Aku pikir Setefany lah yang menegurku. Aku pun langsung berbalik menghadapnya. Tapi ternyata, Ana.
"Ana? Memangnya kebapa?" tanyaku balik padanya.
Dia menghentak-hentakkan kakinya sambil melipat kedua tangan di dada. "Enggak apa-apa sih. Masalahnya gue juga diundang ke sana. Dan gue bakal bawa pacar. Lo sendiri gimana?" tanyanya padaku.
Saat mendengarnya, saat itu juga aku tahu apa maksudnya membicarakan hal ini. Dia ingin mengejekku karena belum mempunyai pasangan Namun, kali ini aku bisa membalasnya.
Dia membentuk bibirnya bak lekukan pelangi. "Bagus deh kalau gitu. Gue tunggu di sana," katanya lalu beranjak pergi dari hadapanku.
Dia sombong sekali. Aku pun memerhatikannya pergi.
"Ras, sudah balik?" Kali ini benar Setefany lah yang menegurku. Dia keluar dari ruangan manajer sambil membawa beberapa dokumen di tangan.
"Kursimu kosong dari tadi. Kupikir tadi dirimu yang menyapaku." Aku kembali duduk menghadap komputerku.

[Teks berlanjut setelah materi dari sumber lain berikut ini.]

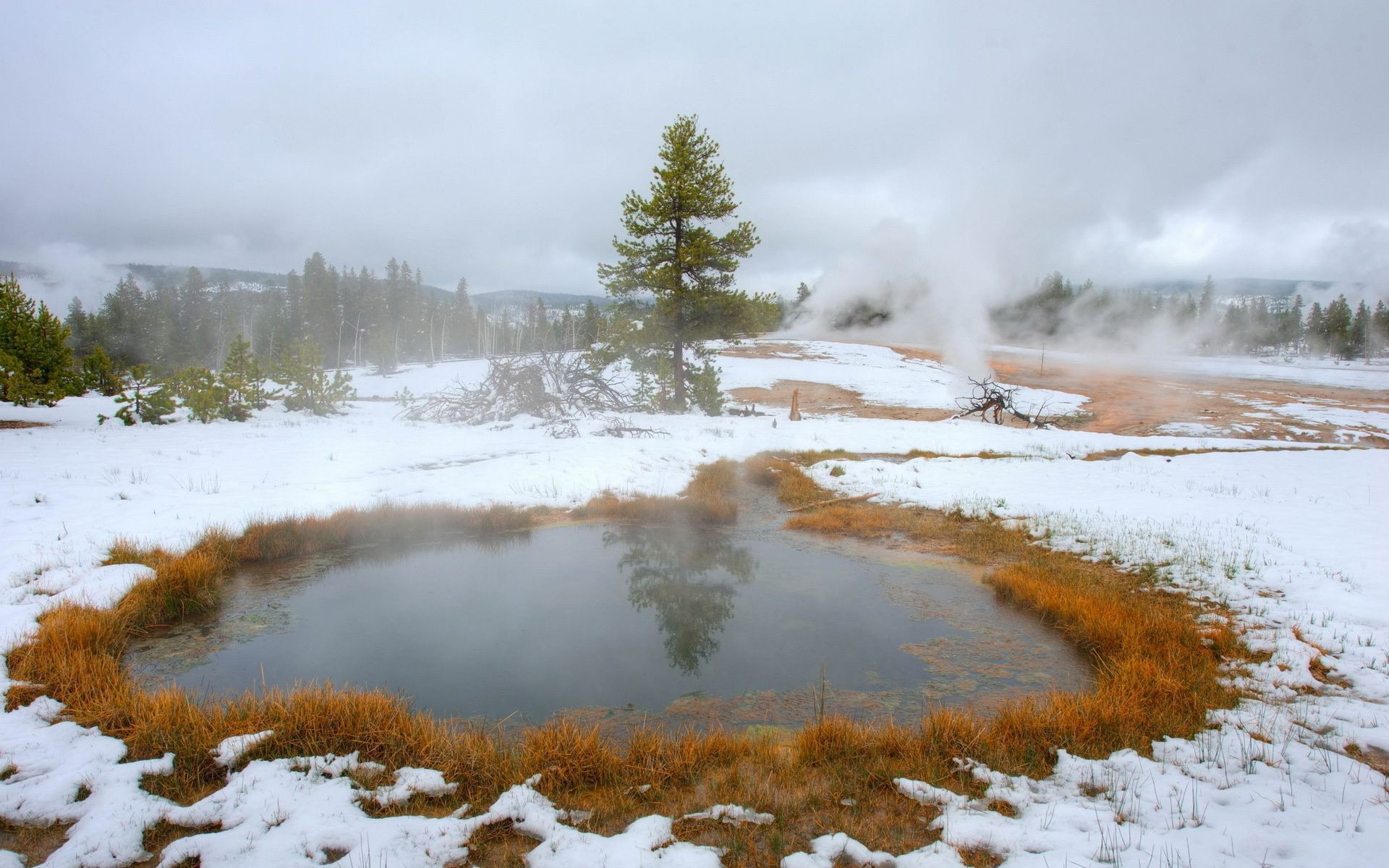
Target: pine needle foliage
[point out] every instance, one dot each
(35, 362)
(101, 375)
(145, 400)
(307, 385)
(243, 381)
(674, 277)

"Iya. Tadi pak bos minta dipilihkan beberapa novel bagus hasil karya penulis kita. Dan aku mengajukan romansa modern kepadanya," tutur Stefany.
"Romansa modern? Kenapa tidak coba roman fantasi saja? Kita sudah terlalu banyak mengajukan romansa modern yang tidak jauh dari ruang lingkup CEO dan juga kemelut rumah tangga. Roman fantasi kita sangat sulit terjamah." Aku memberi saran.

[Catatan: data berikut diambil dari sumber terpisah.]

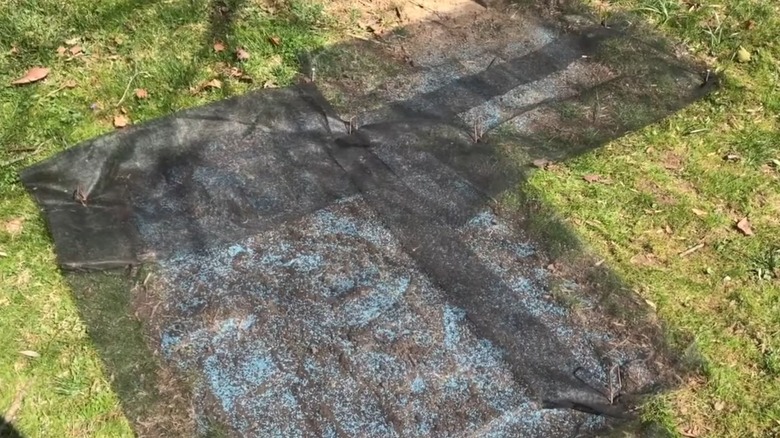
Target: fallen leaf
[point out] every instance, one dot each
(16, 404)
(643, 260)
(541, 163)
(743, 55)
(242, 55)
(120, 121)
(34, 74)
(207, 85)
(214, 83)
(744, 226)
(237, 73)
(14, 226)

Stefany mengangkat bahunya. "Pak bos memintanya seperti itu. Katanya kalau bisa yang diangkat dari kisah nyata. Tapi aku belum menemukannya. Jadi kurasa roman fantasi jauh dari kriteria." Stefany menjelaskan.
Aku mengangguk, mengerti sudut pandangnya.
"Oh, ya. Tadi ada undangan untukmu." Stefany memberi tahu.
"Oh, sudah kuterima. Siapa yang mengantarkannya?" tanyaku balik.
"Entahlah. Pak satpam yang datang tadi. Mungkin undangan pernikahan. Soalnya tertutup dan aku tidak berani membukanya," jelasnya.
Stefany merupakan karyawan angkatan pertama. Dia berdarah Chinese yang baik hatinya. Kadang saat imlek dia memberiku kue tutun yang begitu besar. Dia juga sering berbagi cemilan pada saat makan siang. Dia yang merubah sudut pandangku tentang seseorang. Katakanlah dia mentor bagiku walau kami berbeda keyakinan.